Gay For Pay with Blake & Clay
Written by Curtis te Brinke and Daniel Krolik, directed by te Brinke. Tarragon Theater Extraspace, 30 Bridgeman Ave. Runs through July 16. Tickets at fringetoronto.com
The hilariously cutting premise of this satirical Fringe show is that two middle-aged gay actors, Blake (co-writer Daniel Krolik) and Clay (Jonathan Wilson) are giving a seminar for straight actors about how to play gay — because that’s the ticket to great reviews and heaps of awards.
“Consider the Oscar wins alone for these straight men who bravely limped their wrists on screen,” offers Blake, listing Mahershala Ali in “Green Book,” Sean Penn in “Milk,” and Tom Hanks in “Philadelphia,” among others.

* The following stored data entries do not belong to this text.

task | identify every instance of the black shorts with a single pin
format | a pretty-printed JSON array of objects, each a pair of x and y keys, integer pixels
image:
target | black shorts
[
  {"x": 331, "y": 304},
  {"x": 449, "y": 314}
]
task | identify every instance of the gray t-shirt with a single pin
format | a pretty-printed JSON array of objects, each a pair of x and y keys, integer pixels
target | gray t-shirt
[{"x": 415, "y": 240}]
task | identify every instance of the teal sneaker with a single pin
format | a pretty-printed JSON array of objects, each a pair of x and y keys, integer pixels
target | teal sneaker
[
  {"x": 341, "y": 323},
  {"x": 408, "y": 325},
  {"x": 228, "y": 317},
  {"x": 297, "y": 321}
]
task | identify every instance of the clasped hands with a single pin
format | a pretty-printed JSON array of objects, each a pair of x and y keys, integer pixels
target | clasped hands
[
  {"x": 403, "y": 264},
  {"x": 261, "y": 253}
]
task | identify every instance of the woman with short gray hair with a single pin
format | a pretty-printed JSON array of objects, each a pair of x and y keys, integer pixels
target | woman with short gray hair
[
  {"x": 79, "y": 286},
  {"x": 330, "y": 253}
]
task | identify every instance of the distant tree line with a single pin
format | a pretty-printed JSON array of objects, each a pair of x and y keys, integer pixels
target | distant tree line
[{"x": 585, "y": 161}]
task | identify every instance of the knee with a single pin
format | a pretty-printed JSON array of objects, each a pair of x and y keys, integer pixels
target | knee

“Those gold statues were justly earned. Because it’s not just a matter of throwing on a feather boa and some lesions,” the two continue. “It takes skill, craft, determination. And looking good in a knee-length silk kimono.”
I could go on quoting every line in this hour-long play, because so many of them are perfectly calibrated mic drops.
The eight-part “seminar,” complete with PowerPoint slides, covers topics including LGBTQ+ terminology (how to tell a bear from an otter from a twink) and how to play standard gay moments including “hairdresserly admonishments,” “wistfully talking about your dead aunt,” and “oversharing with your drama students.” Deftly, the show calls out stereotypes and hypocrisies in the entertainment industry while delivering great satirical entertainment.
Co-writer Curtis te Brinke’s expert direction and the actors’ performances keep things moving briskly along, engaging with audience laughter and groans without dropping the pace. Wilson’s tightly-wound demeanour and dead-on timing are especially remarkable.
Just when you think that the tone might not be sustainable, one of the characters’ artifact briefly crumbles to reveal anger and disappointment about the hypocrisies and barriers that keep him from playing his own experience. And just as quickly — and with a smart final twist on a trope set up along the way — things get wrapped up, and the audience is left to savor the show’s many great laugh lines and the sharp points it makes about representation and responsibility.